Concert Attendance in Chile
Centuries ago, music was rendered through performances in concert halls, opera houses and churches, and by troubadours traveling from village to village. By and large, music listening was an activity that was restricted to the elite class of society, who have the access as well as the knowledge to established music. Today, a revolution has occurred. The primary distribution mechanism of music to consumers is through various recording media --- vinyl records, cassette tapes, CDs, DATs, Mini-discs, DVDs, MP3 files, etc. Given the relatively low costs of these recordings and their respective playback equipments, music listening is now an activity that is available to and, indeed, availed by the majority of the population.
We will provide a quotation from the Walter Benjamin's renowned article on the subject of The Work of Art in the Age of Mechanical Reproduction.
In principle a work of art has always been reproducible. Manmade artifacts could always be imitated by men. Replicas were made by pupils in practice of their craft, by masters for diffusing their works, and, finally, by third parties in the pursuit of gain. Mechanical reproduction of a work of art, however, represents something new ...
Even the most perfect reproduction of a work of art is lacking in one element: its presence in time and space, its unique existence at the place where it happens to be.
One might subsume the eliminated element in the term "aura" and go on to say: that withers in the age of mechanical reproduction is the aura of the work of art. This is a symptomatic process whose significance points beyond the realm of art. One might generalize by saying: the technique of reproduction detaches the reproduced object from the domain of tradition. By making many reproductions it substitutes a plurality of copies for a unique existence. And in permitting the reproduction to meet the beholder or listener in his particular situation, it reactivates the object reproduced. These two processes lead to a tremendous shattering of tradition which is the obverse of the contemporary crisis and renewal of mankind. Both processes are intimately connected with the contemporary mass movements.

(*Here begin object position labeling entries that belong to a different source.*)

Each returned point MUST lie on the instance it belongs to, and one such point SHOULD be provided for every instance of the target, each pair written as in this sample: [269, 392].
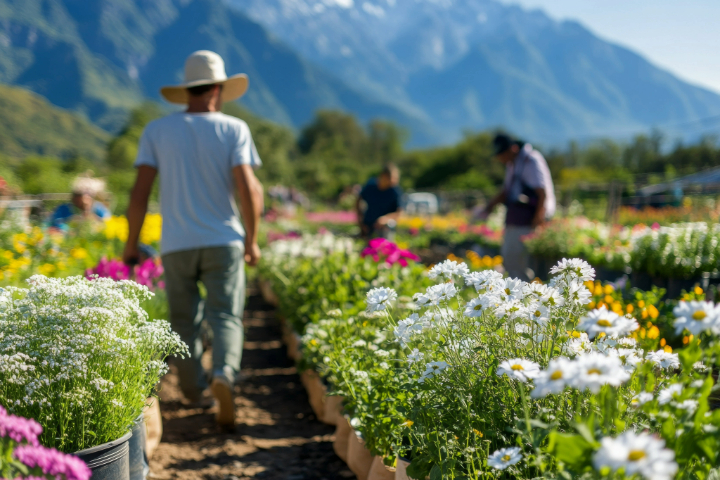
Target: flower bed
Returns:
[483, 376]
[81, 357]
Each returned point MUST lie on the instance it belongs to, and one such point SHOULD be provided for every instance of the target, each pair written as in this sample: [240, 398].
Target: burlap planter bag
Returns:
[316, 392]
[401, 469]
[359, 457]
[342, 431]
[378, 470]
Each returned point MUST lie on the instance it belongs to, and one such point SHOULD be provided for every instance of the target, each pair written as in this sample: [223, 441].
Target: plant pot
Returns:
[138, 460]
[340, 445]
[401, 469]
[153, 424]
[359, 457]
[316, 392]
[378, 470]
[333, 410]
[109, 461]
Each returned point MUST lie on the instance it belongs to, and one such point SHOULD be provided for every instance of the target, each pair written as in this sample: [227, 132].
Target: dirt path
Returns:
[278, 436]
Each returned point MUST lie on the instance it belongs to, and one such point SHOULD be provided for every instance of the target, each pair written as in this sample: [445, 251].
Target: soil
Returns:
[277, 435]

While it is true that music industry today revolves around the recording, live performances have not completely vanished. Concert tours can still be profitable, and they also serve as promotional events for the musicians to gain publicity, win fans and therefore sell more recordings. Whereas Walter Benjamin ponders whether a recording has successfully captured the 'aura' of the performance, a paradoxical inversion has occurred in that the question is now whether a particular concert was able to reproduce the studio recording that is very familiar to the concert audience. Indeed, live performances can fall far short of the recordings which make use of sophisticated technology and editing skills that can enhance the work as well as eliminate mistakes.

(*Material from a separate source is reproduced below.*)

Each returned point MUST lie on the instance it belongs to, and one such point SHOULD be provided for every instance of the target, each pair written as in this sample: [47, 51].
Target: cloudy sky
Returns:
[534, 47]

Today, live performances have not necessarily been reduced to being appendages to studio recordings. Indeed, live performances can be electric as when the musicians can attain unimaginable moments of inspiration, or when the audience gets into the spirit of the music. The most-oft quoted example is The Grateful Band, a group which has never attained great commercial success in their recordings, either in record sales, radio airplay or reviews but whose concert tours are legendary for the group of fans known as Dead Heads who follow them from city to city along the tour.

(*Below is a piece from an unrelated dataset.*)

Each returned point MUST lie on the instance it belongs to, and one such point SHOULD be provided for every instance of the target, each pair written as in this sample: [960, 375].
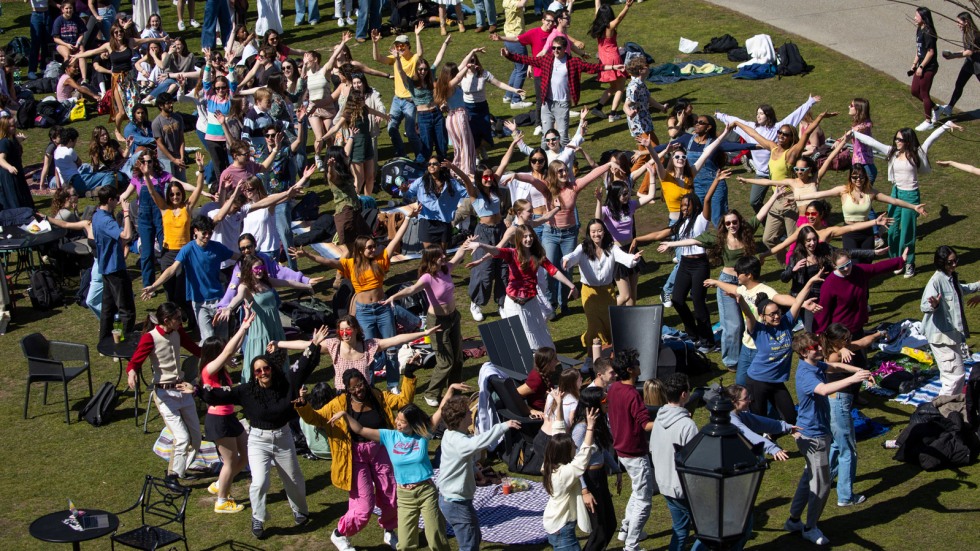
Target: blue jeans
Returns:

We will now cite some survey data from the TGI Chile study. This is a survey of 2,000 persons between the ages of 12 to 64 years old interviewed in the Gran Santiago area during 2001. According to this survey, 12.9% of the people said that they had attended one or more concerts during the last 3 months. The nature of the concerts is not specified, so they can cover anything from a rock concert to a chamber music performance. Of course, the world-renowned Festival de Viņa del Mar is also included.
In the next graph, we show the incidence of concert attendance by the two traditional demographic characteristics: socio-economic level and age/sex. As far as socio-economic level goes, concert attendance is an increasing function of economic affluence. Although anyone can attend a concert, admission is not free and may be quite expensive, in addition to associated expenses (e.g. transportation, food, beverages, memorabilia, etc).
The distribution by age/sex is interesting because it highlights gender differences. Among males, the highest incidences are among teenagers. Among females, the incidence is much highest among 20-24 year olds, with the social inhibition against the female teenagers from going out as often as their male counterparts.
In the next chart, we show concert attendance rates by marital status, occupation and educational level. These results are consistent with the age/sex and socio-economic variables. When considered as a group, the concert goers contain some highly desirable demographic characteristics --- young, educated and affluent. Concert goers are obviously highly appreciative of the subject and content of the events. For this reason, many concert events are sponsored by major advertisers.